Zizi puni

Bruno DINANT, Zizi Pan­pan, F dev­ille, 2024, 61 p., 9 € / ePub : 6,49 €, ISBN : 978–287‑5–991966

dinant zizi panpanAprès une trilo­gie poli­cière pub­liée chez Acad­e­mia et deux romans dans la col­lec­tion « Œuvres au noir », Un croque-mort à côté de ses pom­pes et On ne cloue pas les jeunes filles aux arbres, aux édi­tions F dev­ille, Bruno Dinant s’essaie à la novel­la pour son six­ième livre. Sur un sujet sen­si­ble, mais qui n’est plus tabou : l’inceste.

Util­isé habituelle­ment en lit­téra­ture anglo-sax­onne, le terme « novel­la » vient de l’i­tal­ien et appa­rait de plus en plus en lit­téra­ture française. Il car­ac­térise une œuvre nar­ra­tive de fic­tion dont la com­plex­ité et surtout la longueur se situent entre la nou­velle et le roman.  Cer­tains édi­teurs français lui ont même con­sacré une col­lec­tion comme Gal­li­mard (Folio 3€), Le Rocher ou Mille et une Nuits (rachetée par Fayard). Les édi­tions belges F dev­ille se sont égale­ment lancées dans le genre sous l’intitulé « micro roman » avec, à ce jour, une dizaine de titres. Bruno Dinant s’y essaie à son tour avec Zizi Pan­pan, un titre qui est déjà tout un pro­gramme.

L’inceste reste un sujet com­plexe, même s’il n’est plus tout à fait tabou. Des autri­ces, majori­taire­ment, ont sor­ti cette réal­ité crim­inelle de l’anonymat.
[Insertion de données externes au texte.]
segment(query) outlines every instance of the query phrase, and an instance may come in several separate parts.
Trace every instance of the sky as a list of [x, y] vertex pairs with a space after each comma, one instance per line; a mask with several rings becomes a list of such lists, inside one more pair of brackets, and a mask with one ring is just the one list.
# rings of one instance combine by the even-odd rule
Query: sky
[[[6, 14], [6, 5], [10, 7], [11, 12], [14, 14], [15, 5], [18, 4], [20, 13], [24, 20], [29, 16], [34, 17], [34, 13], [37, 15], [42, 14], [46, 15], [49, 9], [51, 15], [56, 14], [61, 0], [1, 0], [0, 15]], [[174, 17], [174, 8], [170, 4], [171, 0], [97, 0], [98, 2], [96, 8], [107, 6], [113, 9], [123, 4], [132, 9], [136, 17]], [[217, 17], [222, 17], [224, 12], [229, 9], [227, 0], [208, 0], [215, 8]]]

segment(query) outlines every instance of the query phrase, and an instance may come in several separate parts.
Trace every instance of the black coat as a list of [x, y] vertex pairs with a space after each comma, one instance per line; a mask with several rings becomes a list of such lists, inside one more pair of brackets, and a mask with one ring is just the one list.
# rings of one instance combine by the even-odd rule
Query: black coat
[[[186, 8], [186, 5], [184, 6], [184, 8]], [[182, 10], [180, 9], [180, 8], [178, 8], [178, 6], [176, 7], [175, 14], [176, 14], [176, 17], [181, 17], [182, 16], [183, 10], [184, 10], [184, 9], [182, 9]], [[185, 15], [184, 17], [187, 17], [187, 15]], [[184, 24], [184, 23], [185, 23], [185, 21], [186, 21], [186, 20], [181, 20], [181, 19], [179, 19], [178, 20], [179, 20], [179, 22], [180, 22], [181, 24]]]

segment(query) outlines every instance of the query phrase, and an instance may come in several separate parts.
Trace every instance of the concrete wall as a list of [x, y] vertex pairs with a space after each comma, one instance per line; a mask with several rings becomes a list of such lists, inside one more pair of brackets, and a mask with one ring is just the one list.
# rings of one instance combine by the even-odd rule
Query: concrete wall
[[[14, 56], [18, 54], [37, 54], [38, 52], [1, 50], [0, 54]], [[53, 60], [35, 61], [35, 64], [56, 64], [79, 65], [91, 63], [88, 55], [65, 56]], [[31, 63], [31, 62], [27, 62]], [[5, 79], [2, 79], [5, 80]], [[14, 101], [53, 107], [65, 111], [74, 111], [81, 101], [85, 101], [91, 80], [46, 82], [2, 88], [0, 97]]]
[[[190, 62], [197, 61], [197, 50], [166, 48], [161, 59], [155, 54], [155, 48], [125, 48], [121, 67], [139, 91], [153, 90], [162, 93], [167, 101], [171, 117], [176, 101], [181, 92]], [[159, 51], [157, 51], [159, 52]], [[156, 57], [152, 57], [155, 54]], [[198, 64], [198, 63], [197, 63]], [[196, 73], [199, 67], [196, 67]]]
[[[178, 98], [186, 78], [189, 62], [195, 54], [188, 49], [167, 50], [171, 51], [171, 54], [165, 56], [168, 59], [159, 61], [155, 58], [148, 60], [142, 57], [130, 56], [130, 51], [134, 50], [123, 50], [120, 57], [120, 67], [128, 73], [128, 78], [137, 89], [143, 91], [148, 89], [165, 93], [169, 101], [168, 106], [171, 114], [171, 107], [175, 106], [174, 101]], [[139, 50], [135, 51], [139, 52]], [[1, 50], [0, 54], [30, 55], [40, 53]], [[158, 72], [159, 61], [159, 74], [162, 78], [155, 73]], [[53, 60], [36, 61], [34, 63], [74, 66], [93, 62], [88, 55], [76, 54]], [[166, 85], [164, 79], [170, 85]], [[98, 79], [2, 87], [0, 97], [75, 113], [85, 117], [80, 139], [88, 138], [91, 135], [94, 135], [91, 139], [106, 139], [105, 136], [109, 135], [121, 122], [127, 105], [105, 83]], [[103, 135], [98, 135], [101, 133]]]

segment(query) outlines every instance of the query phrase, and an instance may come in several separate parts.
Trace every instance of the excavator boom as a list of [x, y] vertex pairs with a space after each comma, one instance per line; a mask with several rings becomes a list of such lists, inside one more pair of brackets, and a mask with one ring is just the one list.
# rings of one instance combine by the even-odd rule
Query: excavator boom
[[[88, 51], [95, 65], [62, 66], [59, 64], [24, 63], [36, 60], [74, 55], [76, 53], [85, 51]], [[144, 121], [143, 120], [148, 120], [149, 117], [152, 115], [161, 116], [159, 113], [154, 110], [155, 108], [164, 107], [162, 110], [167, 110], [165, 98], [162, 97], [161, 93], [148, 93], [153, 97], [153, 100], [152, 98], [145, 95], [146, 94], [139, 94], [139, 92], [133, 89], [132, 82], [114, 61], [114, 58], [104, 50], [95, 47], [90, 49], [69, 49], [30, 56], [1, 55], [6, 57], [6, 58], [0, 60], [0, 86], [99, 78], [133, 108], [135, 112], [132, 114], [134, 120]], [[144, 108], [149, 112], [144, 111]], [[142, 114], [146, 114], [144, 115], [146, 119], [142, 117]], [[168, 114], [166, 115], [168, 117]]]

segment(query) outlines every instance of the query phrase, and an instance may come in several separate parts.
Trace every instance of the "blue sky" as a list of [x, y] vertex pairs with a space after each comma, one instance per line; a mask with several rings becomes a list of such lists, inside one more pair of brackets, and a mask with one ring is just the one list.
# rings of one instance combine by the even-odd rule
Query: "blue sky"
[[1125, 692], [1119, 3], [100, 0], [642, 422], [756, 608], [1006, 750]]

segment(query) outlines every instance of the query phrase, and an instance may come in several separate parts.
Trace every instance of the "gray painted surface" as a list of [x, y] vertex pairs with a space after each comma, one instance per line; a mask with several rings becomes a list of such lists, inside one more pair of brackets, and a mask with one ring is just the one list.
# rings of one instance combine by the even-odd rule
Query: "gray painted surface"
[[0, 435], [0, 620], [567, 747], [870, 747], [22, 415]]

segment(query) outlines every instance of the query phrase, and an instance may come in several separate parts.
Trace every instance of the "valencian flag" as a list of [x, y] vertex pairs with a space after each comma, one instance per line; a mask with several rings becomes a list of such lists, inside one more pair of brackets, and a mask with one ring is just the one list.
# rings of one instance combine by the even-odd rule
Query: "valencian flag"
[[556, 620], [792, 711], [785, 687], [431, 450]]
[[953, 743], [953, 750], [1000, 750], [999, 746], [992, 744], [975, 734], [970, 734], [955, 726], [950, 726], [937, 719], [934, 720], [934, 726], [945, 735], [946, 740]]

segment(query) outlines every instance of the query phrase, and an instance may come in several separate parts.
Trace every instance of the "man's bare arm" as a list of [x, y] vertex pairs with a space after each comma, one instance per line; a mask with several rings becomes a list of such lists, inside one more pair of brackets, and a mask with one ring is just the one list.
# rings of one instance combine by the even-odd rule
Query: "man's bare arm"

On pense bien sûr à L’inceste (Stock, 1999) de Chris­tine Angot, mais aus­si au pre­mier livre, La famil­ia grande (Seuil, 2021), de Camille Kouch­n­er ou, plus récem­ment Triste Tigre de Neige Sin­no (P.O.L., 2023). Des romans entre témoignage et aut­ofic­tion qui ont apporté une voix lit­téraire à ces faits et per­mis à d’autres de sor­tir du silence ou, à tout le moins, de trou­ver un écho au drame intime niché dans leur enfance.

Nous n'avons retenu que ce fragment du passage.